What I mean is, I haven’t run into anyone quite like him.

“But I’ve seen you go out with people,” he says. His expression turns stony. “I’m different though? Because we kissed? Or is it because of the fights? Because of Tyler?”

It probably should be the fights. Last year, I saw him in the office with Jamie Peterson, sporting swollen knuckles and busted lips. Seems like a good reason. Too bad it’s not my reason.

“Do you believe this?” he asks when I take too long to respond. He turns up his hand until I can see Dangerous scrawled onto his pale skin. “Do you believe I’m violent?”

“Is it still up for debate? How much trouble have you been in this year?”

He shakes his head and stalks forward, his expression cooling. It scares me. “Tell you what, Sera. You want me to tell you all about how dangerous I am? I’ll do that. Let’s play that game.”

I’m not sure I want to play anymore, but when I take a step back, my shoulder blades bump into a tree trunk. And he’s right there, frowning at me.

“That Tyler thing? It was one of my first soccer games in Marietta. Mom and Dad move a lot. All part of their free-spirit stoner ways. Soccer was something I could do in any town, so I did.” He drops his chin, deepening the shadows on his face. “That hit on Tyler was clean. Just a chance collision, but some hits go bad, and this one did. He broke his leg in three different places. Did you know that?”

“Yes.”

“His teammates came after me for months. Did you know that part too?”

I swallow hard.

“I let them go at me in the beginning,” he says. “Couple of black eyes. Bruised kidney. I’m big enough to handle a bit of roughing. Plus, I saw where they were coming from. If it had been my team captain?” He snorts, as if that doesn’t warrant explanation. Then he tips his head so he’s looking right at me. Maybe right through me. “Let’s be clear, Sera. At first, I let them have at it. They wanted someone to blame, and I looked like the right guy for the job. I figured it would blow over…”
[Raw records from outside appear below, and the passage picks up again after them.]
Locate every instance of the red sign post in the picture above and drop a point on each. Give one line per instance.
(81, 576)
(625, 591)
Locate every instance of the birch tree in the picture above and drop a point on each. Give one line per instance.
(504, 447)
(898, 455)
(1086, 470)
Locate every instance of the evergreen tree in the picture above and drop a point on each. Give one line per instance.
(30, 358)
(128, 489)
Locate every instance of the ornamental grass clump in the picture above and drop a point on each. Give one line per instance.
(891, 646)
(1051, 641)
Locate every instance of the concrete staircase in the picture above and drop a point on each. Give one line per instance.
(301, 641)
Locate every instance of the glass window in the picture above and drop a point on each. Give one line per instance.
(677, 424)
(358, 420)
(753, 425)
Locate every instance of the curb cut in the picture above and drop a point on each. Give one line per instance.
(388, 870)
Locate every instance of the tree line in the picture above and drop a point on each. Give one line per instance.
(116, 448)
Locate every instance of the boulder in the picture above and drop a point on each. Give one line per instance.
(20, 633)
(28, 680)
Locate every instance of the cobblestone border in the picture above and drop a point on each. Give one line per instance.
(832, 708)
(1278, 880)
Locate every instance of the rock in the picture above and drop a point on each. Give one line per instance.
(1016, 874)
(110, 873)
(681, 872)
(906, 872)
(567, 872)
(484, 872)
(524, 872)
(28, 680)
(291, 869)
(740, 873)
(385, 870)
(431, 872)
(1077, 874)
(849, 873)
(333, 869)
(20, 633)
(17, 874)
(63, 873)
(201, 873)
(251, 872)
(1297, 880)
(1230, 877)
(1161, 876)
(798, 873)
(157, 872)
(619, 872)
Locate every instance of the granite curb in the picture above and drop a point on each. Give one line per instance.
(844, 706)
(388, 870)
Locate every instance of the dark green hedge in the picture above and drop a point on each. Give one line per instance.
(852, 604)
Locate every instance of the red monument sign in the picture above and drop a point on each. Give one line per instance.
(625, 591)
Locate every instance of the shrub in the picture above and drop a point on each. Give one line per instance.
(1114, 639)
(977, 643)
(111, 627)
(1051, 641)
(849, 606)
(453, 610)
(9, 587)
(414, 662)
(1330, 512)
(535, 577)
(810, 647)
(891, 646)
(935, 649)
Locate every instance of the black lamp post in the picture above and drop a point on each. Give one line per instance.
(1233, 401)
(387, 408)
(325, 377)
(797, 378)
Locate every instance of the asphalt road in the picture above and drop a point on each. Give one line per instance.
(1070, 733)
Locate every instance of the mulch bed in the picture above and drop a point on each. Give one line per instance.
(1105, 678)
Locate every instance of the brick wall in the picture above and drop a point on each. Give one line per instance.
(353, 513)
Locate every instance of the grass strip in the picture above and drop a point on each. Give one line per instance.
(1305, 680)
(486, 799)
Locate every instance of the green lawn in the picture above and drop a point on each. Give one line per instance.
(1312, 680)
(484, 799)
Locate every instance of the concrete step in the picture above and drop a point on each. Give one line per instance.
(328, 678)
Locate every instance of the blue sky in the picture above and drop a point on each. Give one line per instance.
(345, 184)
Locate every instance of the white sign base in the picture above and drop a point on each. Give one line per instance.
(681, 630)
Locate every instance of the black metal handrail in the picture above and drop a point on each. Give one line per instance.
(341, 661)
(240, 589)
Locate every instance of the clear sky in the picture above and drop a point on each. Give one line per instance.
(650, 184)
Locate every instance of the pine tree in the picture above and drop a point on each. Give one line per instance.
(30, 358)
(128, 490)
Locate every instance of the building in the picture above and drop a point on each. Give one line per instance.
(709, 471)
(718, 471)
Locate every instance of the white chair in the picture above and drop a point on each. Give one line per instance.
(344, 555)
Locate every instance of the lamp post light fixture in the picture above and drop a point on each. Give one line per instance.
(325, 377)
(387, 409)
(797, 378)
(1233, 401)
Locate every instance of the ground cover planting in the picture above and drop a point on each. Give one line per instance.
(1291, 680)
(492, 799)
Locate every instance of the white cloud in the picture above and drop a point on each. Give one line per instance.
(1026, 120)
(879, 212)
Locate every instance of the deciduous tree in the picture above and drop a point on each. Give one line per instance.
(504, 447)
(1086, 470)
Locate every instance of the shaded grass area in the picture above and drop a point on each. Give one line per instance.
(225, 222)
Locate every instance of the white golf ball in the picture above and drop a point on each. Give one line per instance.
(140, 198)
He figured wrong. Nothing blows over in Marietta. Marietta has a million perks, but the high school scene features all the small-town drawbacks. My shoulders droop, arms gone heavy.

“Back then, the situation was fine,” he says. “I was handling it. I had the metal shop, and yeah, maybe soccer was a bad idea, but I could still play football…until I couldn’t.”